Therefore, it is vital to identify the pharmacological agents that confer the greatest benefit in SCD risk reduction particularly in high-risk patients and if any optimisation of therapeutic strategies to those patients is possible accordingly. Thus, we decided to conduct an overview of systematic reviews to summarise and synthesise the available evidence about the effectiveness of drug interventions in the prevention of SCD in HFrEF and categorised the evidence into effective, ineffective and unclear evidence of effectiveness.
Methods
We developed an a priori protocol for this review according to the Preferred Reporting Items for Systematic Reviews and Meta-Analyses statement (online supplementary file S1) and registered it in the PROSPERO International prospective register of systematic reviews (CRD42017067442).
Supplemental material
Data sources and search strategy
Using the Ovid online interface, we searched MEDLINE (up to 24 May 2017), Embase (up to 23 May 2017), ISI Web of Science and the Cochrane Library (up to 24 May 2017). We identified overviews, systematic reviews and meta-analyses of randomised clinical trials by means of a search strategy (available on online supplementary file S2). The search strategy was composed of a filter,7 8 a mixture of Medical Subject Heading terms (MeSH and EMTREE in MEDLINE and Embase, respectively), text words as well as a truncation when possible without any language or publication date restriction. We did not search conference proceedings nor the grey literature. Reference lists of the included reviews were manually checked for any additional eligible studies. We contacted corresponding reviews’ and primary studies’ authors to seek for relevant unreported data. If judged necessary, we intended to update the included reviews by searching primary studies published after the systematic review publication date. Apart from authors’ expertise in the field, we decided to update if the most up-to-date review of a drug intervention was published more than 5 years ago and/or new clinical trials are not integrated into the evidence.
Supplemental material
Selection criteria and data abstraction
Studies were eligible if they were overviews, systematic reviews and meta-analyses of randomised clinical trials that evaluated the effectiveness of drug interventions in patients with HFrEF. Reviews were included if they examined the effectiveness of the following drugs: BBs, ACE-i, ARBs, antialdosterones or mineralocorticoid receptor antagonists, amiodarone, antiarrhythmics, combined ARB/neprilysin inhibitors, statins and fish oil supplementation. The selected reviews should have contained at least one of the aforementioned HF therapy and had evaluated SCD and/or all-cause mortality prevention as outcomes. We used Endnote and Rayyan9 to remove duplicates during the selection based on titles and abstracts, and full-text screening.

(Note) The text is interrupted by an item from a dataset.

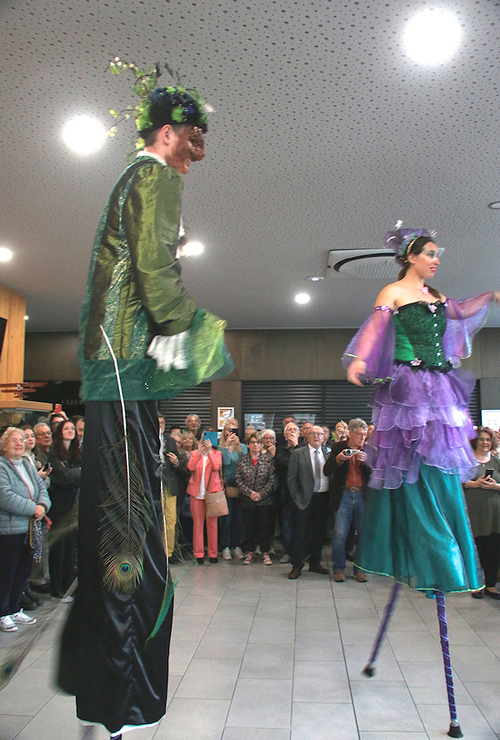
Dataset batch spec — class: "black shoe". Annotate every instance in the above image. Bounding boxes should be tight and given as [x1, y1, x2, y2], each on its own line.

The abstracted data included eligibility criteria, population type, ejection fraction, study design (including intervention and comparator arms), follow-up duration and authors’ evaluation of outcomes. Two reviewers (MA and SA) independently abstracted data. We resolved discrepancies by consensus or by adding a third reviewer’s judgement when necessary.
Quality assessment of the included reviews
Methodological quality of the included reviews
Two authors (MA and SA) independently used the AMSTAR (Assessing the Methodological Quality of Systematic Reviews) measurement tool to assess systematic reviews included in our overview. The AMSTAR checklist comprises 11 questions (online supplementary S3 table) and each question accounted for one score point.10 The answer of ‘yes’ gave a score of 1 and zero otherwise. This increasingly adopted tool was used at the data collection step as stipulated in the overview protocol.11 If the authors of included reviews failed to publish their protocol, we deducted a score of one. In addition, we scored ‘yes’ if the authors mentioned that two reviewers were involved in the study screening, selection or data extraction.
Supplemental material
Quality of evidence in the included reviews
Two authors (MA and SA) independently used the Grading of Recommendations, Assessment, Development and Evaluation (GRADE) approach12 to assess the quality of evidence of each intervention. GRADE is a widely accepted tool that allows the assessment of five key elements: risk of bias, inconsistency, indirectness, imprecision and publication bias. GRADE categorises the quality of evidence into four levels: high, moderate, low and very low. In the presence of a high risk of bias, the quality of the evidence is downgraded from high to moderate and so on. We also reported the GRADE assessments reported by the authors of the included reviews, or assessed them otherwise. Moreover, we did not reassess the risk of bias at primary study level if authors of included reviews had sufficiently assessed their quality. In the case of the updated review of ARBs, however, we assessed the quality of newly added randomised clinical trials and integrated it into the evidence synthesis.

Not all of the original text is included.